Snowdog moaned in frustration as he saw a cascade of gold, silver and precious stones forming a glittering trail back down the stairs. He wriggled free from Jonny's grasp and painfully shucked the backpack from his shoulders as the crashes on the door below became even more frenzied.
The backpack had saved him from the worst of Lex's bomb sure enough, but it was in a hell of a mess for having done so. Everything he'd taken from the wreck was spilling through long, burnt tears in the canvas. There was barely anything left.
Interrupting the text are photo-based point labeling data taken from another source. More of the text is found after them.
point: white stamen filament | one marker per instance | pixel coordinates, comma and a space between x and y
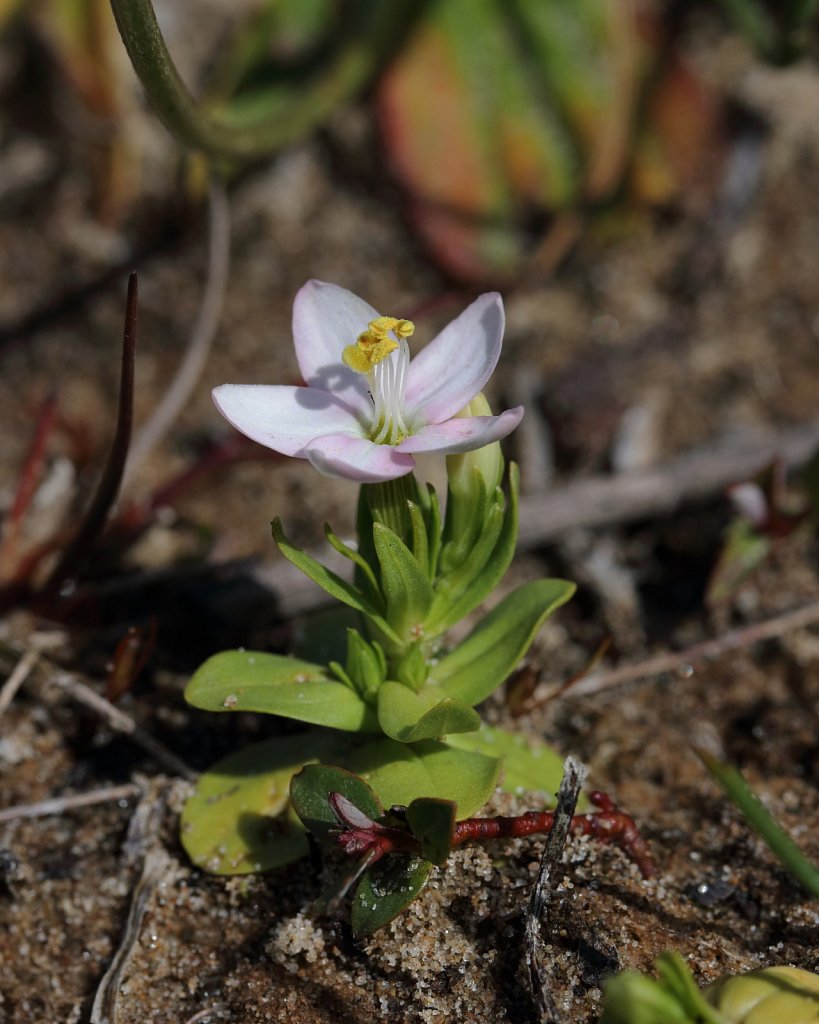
388, 385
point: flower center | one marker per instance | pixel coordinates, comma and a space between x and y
382, 353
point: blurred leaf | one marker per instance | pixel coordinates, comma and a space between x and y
743, 551
385, 890
309, 792
432, 822
235, 823
240, 680
539, 105
400, 773
429, 714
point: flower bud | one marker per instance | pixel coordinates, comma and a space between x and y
473, 477
486, 462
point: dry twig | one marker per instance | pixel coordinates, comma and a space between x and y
59, 805
18, 676
142, 841
744, 636
50, 675
546, 883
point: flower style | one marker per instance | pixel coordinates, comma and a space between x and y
368, 409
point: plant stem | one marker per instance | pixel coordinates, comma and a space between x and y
219, 135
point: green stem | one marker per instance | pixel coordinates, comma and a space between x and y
780, 844
216, 134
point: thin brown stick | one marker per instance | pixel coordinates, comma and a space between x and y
142, 844
19, 674
657, 665
58, 805
205, 328
49, 674
573, 777
118, 720
696, 475
94, 518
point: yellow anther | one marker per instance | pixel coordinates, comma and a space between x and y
374, 344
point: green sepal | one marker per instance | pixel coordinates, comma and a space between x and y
309, 793
236, 822
464, 589
330, 582
420, 539
240, 680
462, 527
488, 654
368, 577
406, 588
385, 890
432, 822
364, 667
408, 717
400, 773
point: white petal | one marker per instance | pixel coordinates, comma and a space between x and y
450, 371
282, 417
358, 459
463, 434
326, 320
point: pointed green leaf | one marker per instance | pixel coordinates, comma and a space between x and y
407, 716
432, 822
309, 792
406, 588
525, 763
385, 890
329, 581
240, 680
400, 773
235, 822
487, 655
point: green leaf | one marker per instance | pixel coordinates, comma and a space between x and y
235, 823
239, 680
407, 591
487, 655
309, 792
400, 773
329, 581
407, 716
526, 764
432, 822
743, 551
385, 890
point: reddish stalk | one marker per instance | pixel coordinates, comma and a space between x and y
30, 477
608, 824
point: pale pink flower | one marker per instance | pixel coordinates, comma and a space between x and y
368, 426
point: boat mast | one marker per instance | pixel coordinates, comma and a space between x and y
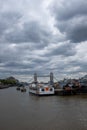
35, 78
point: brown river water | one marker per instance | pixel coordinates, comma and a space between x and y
22, 111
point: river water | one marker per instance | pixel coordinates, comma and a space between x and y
22, 111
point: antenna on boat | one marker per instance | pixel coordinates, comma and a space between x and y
35, 77
51, 78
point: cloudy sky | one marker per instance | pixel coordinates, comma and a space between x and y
43, 36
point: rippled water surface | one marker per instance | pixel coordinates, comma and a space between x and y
21, 111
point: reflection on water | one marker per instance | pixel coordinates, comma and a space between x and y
21, 111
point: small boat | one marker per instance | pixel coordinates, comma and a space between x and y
42, 88
23, 89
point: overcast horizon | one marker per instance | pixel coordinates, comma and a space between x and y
43, 36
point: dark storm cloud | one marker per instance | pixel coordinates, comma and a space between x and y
8, 20
71, 18
31, 32
64, 49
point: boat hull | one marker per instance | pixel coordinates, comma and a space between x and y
38, 92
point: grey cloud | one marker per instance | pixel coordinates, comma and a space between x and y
31, 32
71, 17
65, 49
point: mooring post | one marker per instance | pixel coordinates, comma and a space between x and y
51, 78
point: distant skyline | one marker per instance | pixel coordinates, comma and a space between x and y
43, 36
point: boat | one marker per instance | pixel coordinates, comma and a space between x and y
23, 89
41, 88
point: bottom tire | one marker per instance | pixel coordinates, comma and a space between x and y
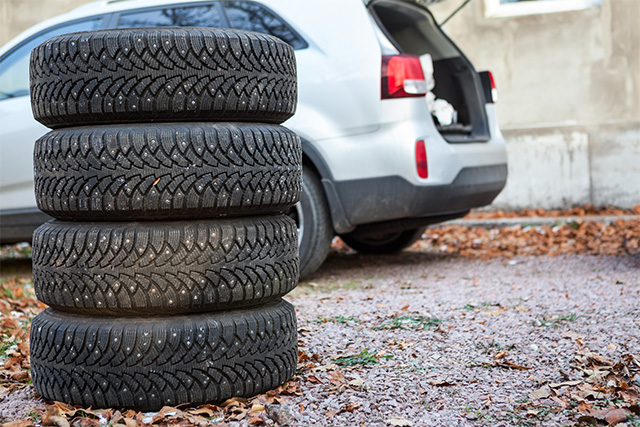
147, 363
388, 243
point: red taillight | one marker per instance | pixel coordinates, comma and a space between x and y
494, 91
421, 159
402, 77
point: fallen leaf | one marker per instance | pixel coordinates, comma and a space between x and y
55, 420
500, 355
255, 421
438, 383
358, 382
612, 416
541, 393
399, 422
565, 384
17, 424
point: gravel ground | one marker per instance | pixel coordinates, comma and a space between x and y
490, 333
425, 339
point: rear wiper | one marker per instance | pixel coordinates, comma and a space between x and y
454, 13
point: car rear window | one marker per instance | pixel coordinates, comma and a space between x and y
252, 16
239, 15
192, 16
413, 30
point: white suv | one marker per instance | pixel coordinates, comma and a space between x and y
386, 153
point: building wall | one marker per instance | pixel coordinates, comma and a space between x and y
569, 99
569, 87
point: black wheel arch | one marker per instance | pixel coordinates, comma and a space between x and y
312, 158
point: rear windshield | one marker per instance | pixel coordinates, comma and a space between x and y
413, 30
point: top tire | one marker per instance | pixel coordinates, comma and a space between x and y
162, 74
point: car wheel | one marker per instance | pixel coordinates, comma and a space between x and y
384, 243
147, 268
147, 363
167, 171
162, 74
315, 231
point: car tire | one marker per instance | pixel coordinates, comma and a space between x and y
315, 230
167, 171
384, 243
147, 363
162, 74
153, 268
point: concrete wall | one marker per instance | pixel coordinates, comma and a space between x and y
569, 106
569, 86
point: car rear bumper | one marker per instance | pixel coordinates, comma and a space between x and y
18, 225
389, 198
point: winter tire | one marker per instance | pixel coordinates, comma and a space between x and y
151, 268
146, 363
162, 74
167, 171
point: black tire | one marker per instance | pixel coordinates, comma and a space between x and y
387, 243
146, 363
162, 74
167, 171
315, 230
150, 268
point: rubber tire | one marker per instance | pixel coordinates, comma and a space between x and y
385, 243
145, 364
162, 74
316, 231
154, 268
167, 171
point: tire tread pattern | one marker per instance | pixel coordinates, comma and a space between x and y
162, 74
151, 268
167, 171
149, 363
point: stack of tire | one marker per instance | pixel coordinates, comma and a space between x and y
167, 173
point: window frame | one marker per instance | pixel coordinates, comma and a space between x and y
220, 4
216, 4
495, 9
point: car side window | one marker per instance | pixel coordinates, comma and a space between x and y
192, 16
252, 16
14, 67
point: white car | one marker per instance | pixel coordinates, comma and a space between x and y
386, 152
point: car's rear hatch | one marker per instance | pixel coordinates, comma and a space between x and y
411, 28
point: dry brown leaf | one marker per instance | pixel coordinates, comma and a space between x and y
337, 378
500, 355
255, 421
541, 393
399, 422
512, 365
439, 383
55, 420
17, 424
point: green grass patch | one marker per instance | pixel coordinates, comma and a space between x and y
409, 322
558, 320
365, 357
336, 319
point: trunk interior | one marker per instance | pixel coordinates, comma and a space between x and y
413, 30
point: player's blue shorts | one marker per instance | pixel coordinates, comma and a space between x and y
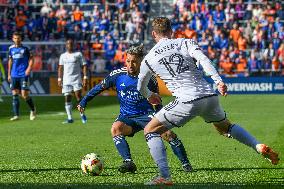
20, 83
137, 123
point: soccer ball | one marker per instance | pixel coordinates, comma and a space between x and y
92, 164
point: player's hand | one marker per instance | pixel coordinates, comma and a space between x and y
59, 83
85, 82
155, 99
222, 88
80, 108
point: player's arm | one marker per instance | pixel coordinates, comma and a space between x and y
31, 63
142, 85
207, 66
104, 85
85, 70
10, 62
60, 71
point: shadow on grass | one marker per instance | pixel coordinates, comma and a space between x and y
134, 186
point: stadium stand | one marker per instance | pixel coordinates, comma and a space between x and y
242, 38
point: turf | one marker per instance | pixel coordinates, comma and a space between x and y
46, 154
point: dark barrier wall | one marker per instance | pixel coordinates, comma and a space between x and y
254, 85
244, 85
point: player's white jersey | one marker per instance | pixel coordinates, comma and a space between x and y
72, 63
176, 62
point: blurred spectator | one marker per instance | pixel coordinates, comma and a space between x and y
45, 10
253, 65
241, 65
120, 55
227, 65
269, 52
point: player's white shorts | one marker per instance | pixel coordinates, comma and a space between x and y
178, 113
68, 89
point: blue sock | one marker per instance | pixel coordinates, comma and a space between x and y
122, 147
241, 135
179, 151
158, 152
16, 105
30, 102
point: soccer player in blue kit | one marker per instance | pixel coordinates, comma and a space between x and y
135, 110
19, 68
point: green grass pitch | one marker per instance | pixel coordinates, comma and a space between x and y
46, 154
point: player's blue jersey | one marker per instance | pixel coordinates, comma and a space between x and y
20, 60
132, 103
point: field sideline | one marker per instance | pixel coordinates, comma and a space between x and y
46, 154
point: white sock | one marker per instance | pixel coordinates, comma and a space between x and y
68, 108
158, 152
241, 135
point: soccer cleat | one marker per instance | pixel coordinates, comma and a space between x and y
14, 118
83, 118
187, 167
32, 115
268, 153
158, 180
67, 121
127, 166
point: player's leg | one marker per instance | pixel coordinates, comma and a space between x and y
215, 114
78, 96
175, 114
29, 101
68, 108
1, 99
67, 91
25, 95
178, 149
119, 130
15, 87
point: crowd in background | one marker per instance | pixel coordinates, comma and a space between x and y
242, 38
103, 29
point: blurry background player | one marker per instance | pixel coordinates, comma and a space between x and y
176, 61
19, 68
135, 110
71, 64
2, 77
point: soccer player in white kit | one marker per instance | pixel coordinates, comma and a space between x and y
177, 63
71, 64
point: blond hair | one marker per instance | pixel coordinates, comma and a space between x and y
137, 50
161, 25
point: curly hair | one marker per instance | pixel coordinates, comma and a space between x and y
161, 25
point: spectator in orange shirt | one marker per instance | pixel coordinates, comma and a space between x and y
227, 66
235, 33
242, 43
97, 46
189, 33
241, 64
77, 14
21, 19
He began transferring the remainder into his pockets, hearing the scream of buckling metal from below. He heard a footfall on the stairs behind him, but ignored it as he continued to stuff precious stones into his pockets.
'Hey, Trask,' said Jonny.
Snowdog felt his blood chill and reached for his pistol, but it was too late.
He heard the rack of a shotgun slide and rolled to one side, yelling in pain as the splintered ends of his ribs ground together.
But the shot wasn't aimed at him. Jonny Stomp toppled to the stairs, a halo of blood splattered on the wall behind him.
Snowdog squinted through a haze of tears of pain and raised his pistol.
Trask kicked him in the face. He felt teeth break and spat blood.
'You and me got some unfinished business, Snowdog,' said Trask.
The sight of the Norn Queen was something that Uriel would never forget for as long as he lived. The creature was massive, easily the size of a Battle Titan, its bulk filling the chamber with countless means of producing its monstrous offspring. A vast, mucus-ribbed tube hung from the walls, pulsing with disgusting motion and dripping great swathes of egg sacs to a slime filled pool where nurse organisms carried them away in great, scooped pincers.
Huge pools of protoplasmic ooze bubbled and burst with motion as screeching infant beasts were drooled from its surface along bony chutes to begin growing almost as soon as they hit the ground. Thousands of gelatinous incubation larvae hung from resinous mucus on the great arched ceiling, supported on huge ribs of bone, each thicker than the columns in the Temple of Correction on Macragge. Stinking fluids coated the floor and foetid steam gusted from millions of tiny orifices in the walls. Ropes of dripping intestine and nutrients pumped viscous fluids into the belly of the Norn Queen, its vast, bloated head fused with the ribbed ceiling of the chamber. Six-legged creatures that resembled fat spiders crawled all over its body, cleaning, feeding and ministering to their queen. Huge javelin-like spines protruded from her bony carapace, each dripping with hissing poisons.